A Streetcar Named Desire, Theatre by the Lake, Keswick

TENNESSEE Williams’ 1947 play, A Streetcar Named Desire has been driven into Theatre by the Lake by the English Touring Theatre with a new fresh perspective in a modern-day setting, writes KAREN MORLEY-CHESWORTH.

A powerful play, director Chelsea Walker has ensured she maximises the hard hitting and at times difficult piece to watch, yet casts a beauty over the production.

Georgia Lowe's set for this touring production is the ninth member of the cast - it’s silent role crucial to compressing the complex and troubled world of Blanch DuBois, who arrives to stay with her sister and brother-in-law in a two-room slum in Sewanee, Tennessee.

The sexually, physical, mental and financial abuse both sisters have endured has created and destroyed who they are. Kelly Gough as DuBois is superb as the upper class, school teacher who has fallen from grace. Her seductive scenes with brother-in-law Stanley, and the young boy are unsettling, yet in points mesmerising. The dance scene in slow motion a beautiful piece of choreography.

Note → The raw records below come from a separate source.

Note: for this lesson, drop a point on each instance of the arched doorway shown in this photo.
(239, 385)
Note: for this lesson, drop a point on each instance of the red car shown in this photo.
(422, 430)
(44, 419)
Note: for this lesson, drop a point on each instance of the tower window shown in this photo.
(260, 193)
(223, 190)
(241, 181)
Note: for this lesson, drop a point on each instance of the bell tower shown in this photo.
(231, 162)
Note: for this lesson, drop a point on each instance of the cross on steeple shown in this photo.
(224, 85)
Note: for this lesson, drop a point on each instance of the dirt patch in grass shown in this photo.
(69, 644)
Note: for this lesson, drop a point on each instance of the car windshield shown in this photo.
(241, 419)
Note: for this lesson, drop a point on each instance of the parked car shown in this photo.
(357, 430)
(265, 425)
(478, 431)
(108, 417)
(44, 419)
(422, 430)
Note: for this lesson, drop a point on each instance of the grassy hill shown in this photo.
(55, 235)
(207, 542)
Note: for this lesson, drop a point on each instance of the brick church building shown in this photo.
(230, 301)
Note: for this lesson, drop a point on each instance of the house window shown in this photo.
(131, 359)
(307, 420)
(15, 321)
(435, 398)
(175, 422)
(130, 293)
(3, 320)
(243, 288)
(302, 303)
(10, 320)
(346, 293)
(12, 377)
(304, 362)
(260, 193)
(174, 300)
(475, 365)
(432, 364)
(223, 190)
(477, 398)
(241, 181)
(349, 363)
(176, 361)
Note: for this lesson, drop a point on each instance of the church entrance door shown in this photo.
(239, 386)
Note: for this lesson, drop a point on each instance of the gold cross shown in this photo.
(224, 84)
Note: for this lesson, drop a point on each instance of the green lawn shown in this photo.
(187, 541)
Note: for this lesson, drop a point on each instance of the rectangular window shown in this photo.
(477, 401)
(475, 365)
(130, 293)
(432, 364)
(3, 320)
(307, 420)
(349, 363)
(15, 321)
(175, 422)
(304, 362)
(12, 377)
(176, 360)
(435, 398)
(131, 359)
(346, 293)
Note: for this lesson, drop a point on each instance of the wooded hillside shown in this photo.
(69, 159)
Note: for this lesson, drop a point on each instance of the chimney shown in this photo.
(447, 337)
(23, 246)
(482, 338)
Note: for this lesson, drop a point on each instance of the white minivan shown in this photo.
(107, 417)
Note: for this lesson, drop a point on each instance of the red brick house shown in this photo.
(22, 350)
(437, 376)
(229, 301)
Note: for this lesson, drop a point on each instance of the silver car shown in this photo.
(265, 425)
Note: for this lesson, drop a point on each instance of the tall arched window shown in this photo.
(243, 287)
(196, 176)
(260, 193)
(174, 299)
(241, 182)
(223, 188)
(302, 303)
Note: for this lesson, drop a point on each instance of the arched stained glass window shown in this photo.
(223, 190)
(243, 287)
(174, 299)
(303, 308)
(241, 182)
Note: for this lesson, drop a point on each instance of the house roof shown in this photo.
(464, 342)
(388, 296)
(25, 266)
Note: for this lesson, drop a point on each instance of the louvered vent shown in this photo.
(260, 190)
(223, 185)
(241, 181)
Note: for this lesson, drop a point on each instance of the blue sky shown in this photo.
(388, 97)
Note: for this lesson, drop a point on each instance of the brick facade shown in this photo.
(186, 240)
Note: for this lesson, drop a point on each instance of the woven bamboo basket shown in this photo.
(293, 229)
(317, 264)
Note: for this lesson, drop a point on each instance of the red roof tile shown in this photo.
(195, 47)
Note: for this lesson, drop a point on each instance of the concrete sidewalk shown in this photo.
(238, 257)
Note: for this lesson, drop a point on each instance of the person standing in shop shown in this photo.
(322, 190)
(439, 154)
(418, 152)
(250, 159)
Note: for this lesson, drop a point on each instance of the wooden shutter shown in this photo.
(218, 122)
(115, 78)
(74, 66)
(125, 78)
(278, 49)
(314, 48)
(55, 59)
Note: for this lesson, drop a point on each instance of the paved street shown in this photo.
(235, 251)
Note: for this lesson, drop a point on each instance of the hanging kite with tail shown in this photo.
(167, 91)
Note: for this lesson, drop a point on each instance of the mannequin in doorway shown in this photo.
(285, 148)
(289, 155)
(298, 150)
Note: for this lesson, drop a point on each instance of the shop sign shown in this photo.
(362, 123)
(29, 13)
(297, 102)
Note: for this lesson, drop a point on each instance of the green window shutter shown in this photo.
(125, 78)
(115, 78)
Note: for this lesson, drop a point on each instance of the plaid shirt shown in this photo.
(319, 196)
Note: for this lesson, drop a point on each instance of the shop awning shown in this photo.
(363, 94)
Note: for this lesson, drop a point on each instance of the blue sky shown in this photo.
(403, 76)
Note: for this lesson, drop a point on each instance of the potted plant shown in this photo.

Music is another character within this production, which is used to capture the mood and internal, traumatic confusion DuBois is going through. The scene of red petals falling all around her is a beautiful image of a painful experience.

Dexter Flanders as Mitch, the man DuBois pins her final hopes on marrying is sensitively portrayed. While, the violent fury of Stanley explodes upon the stage thanks to Patrick Knowles performance in the role.

Knowles' captures the terrifying outbursts of a drunken, violent, controlling and abusive man in a way that leaves you cold to watch.

The line between passion and abuse is invisible to DuBois's pregnant sister Stella, and her neighbour Eunice. Amber James give a brilliant performance as Stella - an abused wife, unaware of her entrapment by her spouse.

This production holds back no punches, and as DuBois falls into a breakdown, as the fantasy world collapses around her, it is only then that her sister sees the reality of her own life. The final act of a shrug of her shoulder to push away her husband’s hand is the hope that the sisters who experience sexual and violent abuse will stand firm together.

This is a beautiful and painful piece of drama, which has you caught in its grip from start to finish.